By Keisha Oliver
The University of The Bahamas and its Visual Arts Department has had a long history and affiliation with the local art community. Producing and supporting some of the most distinguished artists, scholars and arts administrators over the past 30 years, it is no surprise that its alumni, students and faculty continue to maintain this reputation both regionally and internationally.
Since the late ’90s, UB’s talent has dominated The Central Bank of The Bahamas Annual Art Competition and Exhibition, a platform that has helped to bolster the careers of many emerging artists. Boasting a diverse range of contemporary artists, over the years the competition has celebrated many UB alumni including Jace Mckinney, Lavar Munroe, Tavares Strachan, Jeffrey Meris, Omar Richardson, Rickeno Bullard, Jackson Petit, Edrin Symonette, Keisha Oliver, Damaso Gray, Elkino Dames, Katrina Cartwright, Tamara Russell, Bernard Petit, Lemero Wright and last year’s winner, Jordanna Kelly.
Joining the ranks are the 2017 winners UB alum Ryan Turnquest and UB art education major Minolta Butler, who participated in its 34th Annual Art Competition Open Category. Opening to the public on Friday, October 20th, 2017, under the theme “Historic Changing Moments,” the exhibition features works by over twenty Bahamian artists.
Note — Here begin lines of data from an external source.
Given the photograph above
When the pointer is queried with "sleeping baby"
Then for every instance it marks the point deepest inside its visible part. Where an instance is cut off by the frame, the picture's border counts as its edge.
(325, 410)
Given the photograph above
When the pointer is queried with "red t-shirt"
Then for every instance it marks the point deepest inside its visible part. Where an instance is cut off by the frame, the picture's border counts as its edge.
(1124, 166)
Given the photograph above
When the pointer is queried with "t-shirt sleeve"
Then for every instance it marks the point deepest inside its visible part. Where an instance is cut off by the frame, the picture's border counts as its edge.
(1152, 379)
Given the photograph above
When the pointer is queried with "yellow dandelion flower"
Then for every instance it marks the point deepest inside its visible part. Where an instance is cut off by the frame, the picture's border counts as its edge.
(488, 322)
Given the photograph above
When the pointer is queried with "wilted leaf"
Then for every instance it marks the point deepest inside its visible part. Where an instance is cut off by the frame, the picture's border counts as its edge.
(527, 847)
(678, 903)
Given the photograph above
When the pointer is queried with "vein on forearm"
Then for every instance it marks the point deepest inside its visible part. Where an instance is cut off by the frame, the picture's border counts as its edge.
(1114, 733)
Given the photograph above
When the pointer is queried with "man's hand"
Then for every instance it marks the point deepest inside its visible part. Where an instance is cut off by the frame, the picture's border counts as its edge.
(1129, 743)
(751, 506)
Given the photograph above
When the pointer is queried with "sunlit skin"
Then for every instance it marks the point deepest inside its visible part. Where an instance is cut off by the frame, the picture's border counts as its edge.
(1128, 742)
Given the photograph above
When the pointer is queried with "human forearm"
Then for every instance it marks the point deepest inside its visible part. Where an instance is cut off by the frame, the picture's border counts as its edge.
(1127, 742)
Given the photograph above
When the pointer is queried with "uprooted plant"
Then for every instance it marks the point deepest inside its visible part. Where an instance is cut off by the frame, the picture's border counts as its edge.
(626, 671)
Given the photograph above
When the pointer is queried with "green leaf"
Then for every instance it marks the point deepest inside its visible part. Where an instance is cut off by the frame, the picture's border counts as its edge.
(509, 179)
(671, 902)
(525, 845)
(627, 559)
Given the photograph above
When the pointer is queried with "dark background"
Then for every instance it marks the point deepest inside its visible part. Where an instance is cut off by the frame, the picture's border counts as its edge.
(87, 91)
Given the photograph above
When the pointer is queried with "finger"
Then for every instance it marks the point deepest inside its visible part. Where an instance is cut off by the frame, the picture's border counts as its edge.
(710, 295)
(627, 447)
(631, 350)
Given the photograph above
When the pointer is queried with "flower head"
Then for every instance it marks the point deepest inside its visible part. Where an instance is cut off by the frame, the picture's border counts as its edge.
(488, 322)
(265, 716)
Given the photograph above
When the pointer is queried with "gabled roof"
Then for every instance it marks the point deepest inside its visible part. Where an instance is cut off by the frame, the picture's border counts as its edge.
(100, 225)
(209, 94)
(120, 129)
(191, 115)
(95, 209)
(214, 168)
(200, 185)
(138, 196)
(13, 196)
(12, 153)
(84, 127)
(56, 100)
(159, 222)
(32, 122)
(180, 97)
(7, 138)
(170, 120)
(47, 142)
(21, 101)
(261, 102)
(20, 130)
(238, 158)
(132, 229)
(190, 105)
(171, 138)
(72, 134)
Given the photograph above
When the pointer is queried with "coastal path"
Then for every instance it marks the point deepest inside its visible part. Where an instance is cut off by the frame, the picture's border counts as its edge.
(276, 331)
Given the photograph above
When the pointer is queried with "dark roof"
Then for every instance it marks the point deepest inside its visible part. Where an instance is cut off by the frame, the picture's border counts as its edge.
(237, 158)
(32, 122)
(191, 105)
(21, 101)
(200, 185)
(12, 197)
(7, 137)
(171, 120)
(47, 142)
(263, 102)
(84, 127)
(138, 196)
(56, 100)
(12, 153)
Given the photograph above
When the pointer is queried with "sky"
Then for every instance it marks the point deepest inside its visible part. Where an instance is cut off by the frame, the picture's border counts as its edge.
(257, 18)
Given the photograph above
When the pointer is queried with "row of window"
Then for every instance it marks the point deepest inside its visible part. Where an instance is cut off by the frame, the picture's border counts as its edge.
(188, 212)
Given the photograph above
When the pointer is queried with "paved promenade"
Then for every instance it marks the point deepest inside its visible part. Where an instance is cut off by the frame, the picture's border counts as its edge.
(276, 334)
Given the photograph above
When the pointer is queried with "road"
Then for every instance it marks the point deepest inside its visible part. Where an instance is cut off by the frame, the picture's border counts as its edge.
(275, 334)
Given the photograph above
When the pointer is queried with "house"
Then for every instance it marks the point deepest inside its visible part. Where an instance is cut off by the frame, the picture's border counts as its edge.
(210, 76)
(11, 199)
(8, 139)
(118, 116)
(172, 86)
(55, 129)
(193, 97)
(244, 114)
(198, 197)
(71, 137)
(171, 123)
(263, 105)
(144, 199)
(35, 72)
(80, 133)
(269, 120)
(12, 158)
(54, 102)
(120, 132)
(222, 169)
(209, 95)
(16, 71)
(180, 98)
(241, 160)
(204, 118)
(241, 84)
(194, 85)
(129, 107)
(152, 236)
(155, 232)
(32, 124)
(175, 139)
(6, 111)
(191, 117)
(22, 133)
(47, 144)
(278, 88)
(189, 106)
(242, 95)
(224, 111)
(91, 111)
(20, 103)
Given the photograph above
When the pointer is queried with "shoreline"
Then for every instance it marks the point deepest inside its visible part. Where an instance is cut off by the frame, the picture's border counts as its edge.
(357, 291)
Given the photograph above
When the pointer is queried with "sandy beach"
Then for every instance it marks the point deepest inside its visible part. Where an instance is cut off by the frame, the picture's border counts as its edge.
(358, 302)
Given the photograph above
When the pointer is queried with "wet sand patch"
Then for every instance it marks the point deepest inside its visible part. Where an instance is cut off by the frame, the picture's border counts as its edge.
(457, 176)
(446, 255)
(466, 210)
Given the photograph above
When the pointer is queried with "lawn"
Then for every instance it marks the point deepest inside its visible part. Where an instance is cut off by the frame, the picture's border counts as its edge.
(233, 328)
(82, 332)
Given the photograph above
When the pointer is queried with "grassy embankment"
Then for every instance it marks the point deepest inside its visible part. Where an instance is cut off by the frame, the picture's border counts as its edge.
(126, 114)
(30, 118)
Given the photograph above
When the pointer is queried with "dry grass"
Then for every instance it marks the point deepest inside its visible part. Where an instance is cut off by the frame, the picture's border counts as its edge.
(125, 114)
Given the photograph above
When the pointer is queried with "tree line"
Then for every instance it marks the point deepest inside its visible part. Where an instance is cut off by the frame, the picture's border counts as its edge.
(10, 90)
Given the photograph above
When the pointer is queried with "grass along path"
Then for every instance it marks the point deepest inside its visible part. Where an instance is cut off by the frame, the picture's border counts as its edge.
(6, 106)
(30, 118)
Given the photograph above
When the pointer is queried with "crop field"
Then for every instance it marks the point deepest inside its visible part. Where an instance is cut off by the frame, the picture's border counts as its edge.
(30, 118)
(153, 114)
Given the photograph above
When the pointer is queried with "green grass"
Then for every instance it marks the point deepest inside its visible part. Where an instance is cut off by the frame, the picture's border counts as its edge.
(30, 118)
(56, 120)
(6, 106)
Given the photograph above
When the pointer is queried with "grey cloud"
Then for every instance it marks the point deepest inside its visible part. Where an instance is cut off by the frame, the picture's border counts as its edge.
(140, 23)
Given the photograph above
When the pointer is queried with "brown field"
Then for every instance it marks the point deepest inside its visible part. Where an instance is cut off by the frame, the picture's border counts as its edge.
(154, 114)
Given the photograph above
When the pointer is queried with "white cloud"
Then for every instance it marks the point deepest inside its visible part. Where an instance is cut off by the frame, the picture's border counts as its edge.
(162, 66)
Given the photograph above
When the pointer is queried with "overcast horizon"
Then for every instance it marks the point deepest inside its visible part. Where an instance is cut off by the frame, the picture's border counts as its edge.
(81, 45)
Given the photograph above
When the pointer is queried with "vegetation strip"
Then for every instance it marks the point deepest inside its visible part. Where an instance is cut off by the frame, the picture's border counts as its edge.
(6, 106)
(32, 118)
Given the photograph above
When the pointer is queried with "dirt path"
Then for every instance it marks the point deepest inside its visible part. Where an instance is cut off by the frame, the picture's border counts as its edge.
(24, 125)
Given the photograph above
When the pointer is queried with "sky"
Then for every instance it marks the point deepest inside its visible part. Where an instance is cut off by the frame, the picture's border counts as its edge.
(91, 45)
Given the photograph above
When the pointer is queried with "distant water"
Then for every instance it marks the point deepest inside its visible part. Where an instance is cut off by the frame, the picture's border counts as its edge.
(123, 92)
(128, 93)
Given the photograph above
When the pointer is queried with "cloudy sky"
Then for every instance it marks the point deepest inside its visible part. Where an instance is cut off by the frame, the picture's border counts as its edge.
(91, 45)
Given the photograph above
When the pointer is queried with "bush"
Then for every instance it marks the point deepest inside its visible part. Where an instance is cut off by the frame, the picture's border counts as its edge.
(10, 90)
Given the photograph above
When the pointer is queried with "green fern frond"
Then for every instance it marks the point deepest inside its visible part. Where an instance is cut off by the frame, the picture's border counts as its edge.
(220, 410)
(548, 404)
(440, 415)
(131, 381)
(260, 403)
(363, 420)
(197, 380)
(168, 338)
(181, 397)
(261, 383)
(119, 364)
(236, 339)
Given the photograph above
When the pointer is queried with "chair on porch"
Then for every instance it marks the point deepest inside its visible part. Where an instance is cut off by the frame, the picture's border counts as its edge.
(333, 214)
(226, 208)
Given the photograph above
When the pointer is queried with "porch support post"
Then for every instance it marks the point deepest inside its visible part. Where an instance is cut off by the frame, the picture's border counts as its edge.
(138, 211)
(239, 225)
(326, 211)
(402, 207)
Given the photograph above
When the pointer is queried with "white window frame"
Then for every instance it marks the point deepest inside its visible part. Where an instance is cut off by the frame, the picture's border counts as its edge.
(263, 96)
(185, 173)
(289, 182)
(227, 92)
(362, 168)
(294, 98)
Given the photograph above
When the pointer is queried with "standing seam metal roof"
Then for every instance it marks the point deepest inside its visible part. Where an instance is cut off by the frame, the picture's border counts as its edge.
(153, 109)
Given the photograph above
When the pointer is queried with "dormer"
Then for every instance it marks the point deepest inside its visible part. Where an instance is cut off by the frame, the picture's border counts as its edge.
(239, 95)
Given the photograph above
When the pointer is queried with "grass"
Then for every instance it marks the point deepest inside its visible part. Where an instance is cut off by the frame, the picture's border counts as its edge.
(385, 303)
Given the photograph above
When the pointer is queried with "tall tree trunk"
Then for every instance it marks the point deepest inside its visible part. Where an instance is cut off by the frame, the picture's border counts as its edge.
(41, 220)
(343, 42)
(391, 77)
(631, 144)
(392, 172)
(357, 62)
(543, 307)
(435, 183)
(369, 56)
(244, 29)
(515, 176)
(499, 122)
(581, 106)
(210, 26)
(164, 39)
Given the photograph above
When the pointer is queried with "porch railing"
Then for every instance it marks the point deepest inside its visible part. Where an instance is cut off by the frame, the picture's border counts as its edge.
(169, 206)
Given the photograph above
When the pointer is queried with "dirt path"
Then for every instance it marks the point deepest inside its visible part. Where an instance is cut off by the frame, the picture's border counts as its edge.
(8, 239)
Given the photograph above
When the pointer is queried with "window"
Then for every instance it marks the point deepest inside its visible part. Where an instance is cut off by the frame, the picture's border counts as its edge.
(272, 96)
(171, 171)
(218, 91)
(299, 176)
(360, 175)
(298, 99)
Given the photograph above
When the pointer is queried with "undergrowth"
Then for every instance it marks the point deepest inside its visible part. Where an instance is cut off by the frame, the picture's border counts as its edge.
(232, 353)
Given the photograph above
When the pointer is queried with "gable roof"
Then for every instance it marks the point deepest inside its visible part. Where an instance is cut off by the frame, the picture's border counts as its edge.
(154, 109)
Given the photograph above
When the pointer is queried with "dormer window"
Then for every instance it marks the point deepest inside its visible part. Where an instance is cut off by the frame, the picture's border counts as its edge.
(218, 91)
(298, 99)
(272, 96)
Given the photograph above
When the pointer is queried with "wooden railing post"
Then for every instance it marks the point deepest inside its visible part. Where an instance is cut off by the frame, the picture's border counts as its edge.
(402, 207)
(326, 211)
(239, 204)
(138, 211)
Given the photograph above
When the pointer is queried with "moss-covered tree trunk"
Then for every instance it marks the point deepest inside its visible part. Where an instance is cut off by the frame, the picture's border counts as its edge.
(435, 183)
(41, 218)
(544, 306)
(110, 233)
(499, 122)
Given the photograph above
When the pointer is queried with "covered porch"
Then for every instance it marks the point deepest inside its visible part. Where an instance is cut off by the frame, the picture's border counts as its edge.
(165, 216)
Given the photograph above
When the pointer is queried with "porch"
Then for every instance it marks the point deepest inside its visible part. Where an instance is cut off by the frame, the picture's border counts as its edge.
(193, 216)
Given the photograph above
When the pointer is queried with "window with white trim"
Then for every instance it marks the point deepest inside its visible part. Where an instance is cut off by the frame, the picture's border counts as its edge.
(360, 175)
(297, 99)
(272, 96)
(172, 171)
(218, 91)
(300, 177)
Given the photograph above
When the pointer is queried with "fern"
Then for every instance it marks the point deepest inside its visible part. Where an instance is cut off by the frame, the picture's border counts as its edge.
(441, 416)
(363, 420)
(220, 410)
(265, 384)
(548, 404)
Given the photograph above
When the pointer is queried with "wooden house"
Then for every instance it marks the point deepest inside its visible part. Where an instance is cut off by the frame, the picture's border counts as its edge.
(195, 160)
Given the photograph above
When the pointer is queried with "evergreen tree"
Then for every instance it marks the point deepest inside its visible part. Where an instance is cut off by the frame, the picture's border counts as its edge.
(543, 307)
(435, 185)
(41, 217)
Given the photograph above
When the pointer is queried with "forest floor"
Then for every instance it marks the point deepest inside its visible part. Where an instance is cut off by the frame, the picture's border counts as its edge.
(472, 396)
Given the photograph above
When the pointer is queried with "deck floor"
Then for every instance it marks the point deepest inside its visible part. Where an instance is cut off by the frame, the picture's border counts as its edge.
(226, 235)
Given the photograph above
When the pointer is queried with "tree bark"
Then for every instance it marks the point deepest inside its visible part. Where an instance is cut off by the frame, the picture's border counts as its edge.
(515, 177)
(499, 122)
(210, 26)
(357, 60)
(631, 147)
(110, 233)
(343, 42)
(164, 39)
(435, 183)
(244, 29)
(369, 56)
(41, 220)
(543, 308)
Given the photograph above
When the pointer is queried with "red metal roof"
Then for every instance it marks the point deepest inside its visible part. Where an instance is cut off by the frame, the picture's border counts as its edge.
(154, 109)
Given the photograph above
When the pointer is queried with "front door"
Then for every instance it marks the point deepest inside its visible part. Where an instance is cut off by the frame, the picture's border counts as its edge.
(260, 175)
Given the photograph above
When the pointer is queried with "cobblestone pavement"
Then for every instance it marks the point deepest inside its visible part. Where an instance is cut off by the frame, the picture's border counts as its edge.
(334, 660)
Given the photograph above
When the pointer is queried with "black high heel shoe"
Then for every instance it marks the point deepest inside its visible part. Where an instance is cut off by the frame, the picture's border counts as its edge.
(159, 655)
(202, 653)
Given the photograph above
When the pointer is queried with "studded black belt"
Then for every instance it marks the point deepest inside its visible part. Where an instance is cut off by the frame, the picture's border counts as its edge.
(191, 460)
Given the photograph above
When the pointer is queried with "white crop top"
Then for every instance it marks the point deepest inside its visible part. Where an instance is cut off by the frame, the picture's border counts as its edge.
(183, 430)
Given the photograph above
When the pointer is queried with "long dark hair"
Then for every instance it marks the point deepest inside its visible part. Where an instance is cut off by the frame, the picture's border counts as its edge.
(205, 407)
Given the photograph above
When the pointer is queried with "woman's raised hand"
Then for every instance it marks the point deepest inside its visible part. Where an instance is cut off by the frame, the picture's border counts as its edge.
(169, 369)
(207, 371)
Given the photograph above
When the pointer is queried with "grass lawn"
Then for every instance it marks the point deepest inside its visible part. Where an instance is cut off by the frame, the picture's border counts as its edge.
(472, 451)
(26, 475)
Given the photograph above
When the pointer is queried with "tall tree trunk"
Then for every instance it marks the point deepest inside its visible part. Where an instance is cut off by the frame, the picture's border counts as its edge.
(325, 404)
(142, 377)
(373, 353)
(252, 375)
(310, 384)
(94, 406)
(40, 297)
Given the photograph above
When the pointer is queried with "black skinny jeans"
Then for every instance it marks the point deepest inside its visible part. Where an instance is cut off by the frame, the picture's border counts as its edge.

The collection includes a range of mixed media pieces and paintings that offer critiques on historic Bahamian events alongside political and cultural commentary.
Central Bank’s Assistant Curator Kevanté Cash expressed, “Each artist sought to examine facets of Bahamian life that have either impacted them or the country as a whole including themes of capital punishment, the continuous rise of crime, the depreciation of sea life, the evolution of Junkanoo and Bahamian womanhood.”
Driven by social activism Ryan Turnquest, the winner of the competition dedicated his piece “The People Have Spoken” to the memory of his brother whose death left his family with many unanswered questions surrounding social injustices. Turnquest’s layered mixed media painting with a portrait of Sir Lynden Oscar Pindling as its focus, expresses the disheartening and frustrating moments stemming from our country’s political and social reality.
Turnquest expressed “My piece belongs to a body of work surrounding our current crime, political and general outlook on The Bahamas. It questions our history asking: Did we remain stagnant in our development? Did we really embrace our history, and use it as a tool of progress?”
Although Turnquest is no stranger to the competition or the local art community, he hasn’t been practicing for several years. Since returning to the canvas in 2016 he is keen to make his mark within the Bahamian art scene. “I entered this competition because I wanted further inspiration to continue my passion in the arts. In the past, the competition was an opportunity every emerging artist prepared for. I felt it would be good exposure in my first year back.”
Turnquest is optimistic about his future as he prepares to expand his practice and develop a new body of work for 2018. “There is a voice in art, and I am going to speak it with my brush. I am working towards my two shows next year my annual show in January and my Central Bank show next Fall.”
Minolta Butler, this year’s recipient of the ‘Staff Choice Award’ is a first timer to the competition. Currently completing her junior year at UB, Butler has been making significant strides in the urban art scene known for working in non-traditional media, including wine and coffee.
Butler expressed, “For me it was all about getting my work out there without fear or doubt and spreading my wings beyond my social media following. I wanted to bring my personally flair into the theme, which is one of the reasons I chose coffee knowing it would have caught the eye of viewers.”
Winning the hearts of Central Banks’s staff Butler's mixed media piece “A Taste of Freedom” is her largest coffee painting to date. Using coffee, wood and fabric she portrays a moment of reflection as a male and female figure engage in a face off that bleeds into memories of their heritage. Her work was inspired by Emancipation Day and explores a historical perspective on Afro-Caribbean identity, gender and empowerment.
The exhibition will be on display at The Central Bank of The Bahamas until Friday, November 3rd, 2017.